Dans la grande famille des [un mot anglais]-Tech, je voudrais… la Happy Tech ! Une quinzaine de startups se sont regroupées sous ce nouveau label que revendiquent ces entreprises dont les innovations sont tournées vers un objectif précis : « faire de la France le leader mondial du bien-être au travail. » Un article qui clôture la semaine de la QVT en France. 

1 à 3 points de plus de PIB

Ce tout jeune collectif, lancé le 27 septembre dernier, a semble-t-il compris l’enjeu qui est face à lui : QVT (qualité de vie au travail) et RSE (responsabilité sociale des entreprises) sont au cœur des problématiques des entreprises actuelles, et même le politique semble vouloir s’impliquer sur le sujet, comme le montre la récente sortie d’Emmanuel Macron et de sa ministre du Travail, Muriel Penicaud.

Et pour cause : si on écoute Alexandre Jost, fondateur de La Fabrique Spinoza, un think-tank spécialisé dans le bonheur en entreprise, l’intérêt d’installer plus de bien-être en entreprises pourraient avoir comme effet « gain de croissance [qui] pourrait s’élever entre 1 et 3 points de PIB ». On comprend mieux pourquoi l’exécutif français se rapproche de la question.

Comment parvenir à un tel gain de productivité ? D’une part, parce qu’un salarié heureux, c’est un salarié plus créatif. Ensuite, parce qu’en supprimant le stress et plus globalement la souffrance au travail, on élimine une bonne partie de l’absentéisme et on améliore les résultats d’une entreprise.

D’après le collectif Happy Tech, une démarche « outillée et structurée » visant à instaurer le bien-être au travail au sein d’une entreprise de 500 salariés lui permettrait d’économiser « près d’un million d’euros » par an.
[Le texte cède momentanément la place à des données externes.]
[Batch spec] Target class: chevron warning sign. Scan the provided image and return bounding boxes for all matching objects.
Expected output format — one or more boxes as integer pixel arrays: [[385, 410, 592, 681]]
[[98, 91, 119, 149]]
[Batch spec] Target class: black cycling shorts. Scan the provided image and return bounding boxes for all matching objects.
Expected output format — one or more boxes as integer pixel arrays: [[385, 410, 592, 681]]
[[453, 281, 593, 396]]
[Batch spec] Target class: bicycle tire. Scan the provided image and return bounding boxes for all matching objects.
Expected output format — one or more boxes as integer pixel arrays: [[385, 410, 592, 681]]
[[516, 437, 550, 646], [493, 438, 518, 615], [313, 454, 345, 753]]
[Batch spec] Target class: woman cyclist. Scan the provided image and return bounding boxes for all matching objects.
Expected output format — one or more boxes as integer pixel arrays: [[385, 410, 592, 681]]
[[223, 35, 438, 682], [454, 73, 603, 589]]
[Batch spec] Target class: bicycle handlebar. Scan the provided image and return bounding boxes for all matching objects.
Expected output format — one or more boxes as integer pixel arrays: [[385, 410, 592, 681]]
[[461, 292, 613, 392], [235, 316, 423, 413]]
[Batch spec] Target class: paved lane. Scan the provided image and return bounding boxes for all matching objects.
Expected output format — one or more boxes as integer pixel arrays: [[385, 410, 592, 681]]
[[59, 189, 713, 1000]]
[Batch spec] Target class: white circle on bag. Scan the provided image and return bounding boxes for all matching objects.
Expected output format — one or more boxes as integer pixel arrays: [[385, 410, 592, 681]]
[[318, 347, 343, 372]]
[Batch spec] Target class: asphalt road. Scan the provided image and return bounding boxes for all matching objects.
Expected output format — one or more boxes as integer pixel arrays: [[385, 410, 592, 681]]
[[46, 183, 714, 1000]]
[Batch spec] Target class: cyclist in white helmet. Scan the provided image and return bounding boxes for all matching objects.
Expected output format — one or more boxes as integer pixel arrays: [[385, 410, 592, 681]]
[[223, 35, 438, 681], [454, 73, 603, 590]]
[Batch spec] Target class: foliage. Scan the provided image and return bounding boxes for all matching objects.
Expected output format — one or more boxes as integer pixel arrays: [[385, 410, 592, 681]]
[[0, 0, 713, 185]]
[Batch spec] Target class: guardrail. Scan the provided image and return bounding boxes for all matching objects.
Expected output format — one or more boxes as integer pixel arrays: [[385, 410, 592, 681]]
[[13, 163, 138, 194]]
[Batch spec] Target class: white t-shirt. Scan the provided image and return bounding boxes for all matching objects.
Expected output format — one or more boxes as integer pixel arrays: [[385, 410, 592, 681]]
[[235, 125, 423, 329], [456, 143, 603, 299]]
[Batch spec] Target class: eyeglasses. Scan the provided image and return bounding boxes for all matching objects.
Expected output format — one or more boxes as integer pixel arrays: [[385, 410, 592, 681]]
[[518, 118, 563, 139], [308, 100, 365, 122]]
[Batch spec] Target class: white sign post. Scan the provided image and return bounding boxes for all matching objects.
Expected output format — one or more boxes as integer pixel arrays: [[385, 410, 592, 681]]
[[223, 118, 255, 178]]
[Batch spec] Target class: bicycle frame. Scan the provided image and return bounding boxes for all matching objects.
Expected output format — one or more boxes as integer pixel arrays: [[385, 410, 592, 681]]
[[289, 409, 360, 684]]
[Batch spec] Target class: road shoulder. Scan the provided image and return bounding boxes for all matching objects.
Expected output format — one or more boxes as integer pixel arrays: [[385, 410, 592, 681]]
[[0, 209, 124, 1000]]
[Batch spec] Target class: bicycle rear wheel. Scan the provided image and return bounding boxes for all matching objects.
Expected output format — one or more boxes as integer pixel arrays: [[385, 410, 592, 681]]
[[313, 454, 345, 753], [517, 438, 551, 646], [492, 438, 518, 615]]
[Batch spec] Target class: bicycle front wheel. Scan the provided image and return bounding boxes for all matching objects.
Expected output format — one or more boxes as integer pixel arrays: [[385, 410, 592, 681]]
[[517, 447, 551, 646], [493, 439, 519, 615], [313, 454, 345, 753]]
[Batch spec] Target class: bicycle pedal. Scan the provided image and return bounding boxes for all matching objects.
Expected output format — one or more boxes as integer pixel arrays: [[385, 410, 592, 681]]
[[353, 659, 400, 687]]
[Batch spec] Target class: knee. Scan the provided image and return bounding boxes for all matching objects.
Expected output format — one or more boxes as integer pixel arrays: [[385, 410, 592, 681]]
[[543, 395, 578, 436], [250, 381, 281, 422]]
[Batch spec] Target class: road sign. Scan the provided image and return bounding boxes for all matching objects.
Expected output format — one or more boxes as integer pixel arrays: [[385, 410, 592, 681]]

Un calcul qui table sur une baisse de 3 jours d’absentéisme, une hausse de 2% du taux de fidélisation et une augmentation de 5% de la productivité.

Un enjeu de société

Ces problématiques ne sont pas celles de quelques grands groupes dont les méthodes ont conduit, parfois, à des vagues de suicides que personne n’a oubliées.

D’après un sondage OpinionWay, 72% des salariés souhaiteraient travailler dans une entreprise dans laquelle le bien-être au travail aurait une plus grande place. Près de trois salariés sur quatre se sentent donc concernés.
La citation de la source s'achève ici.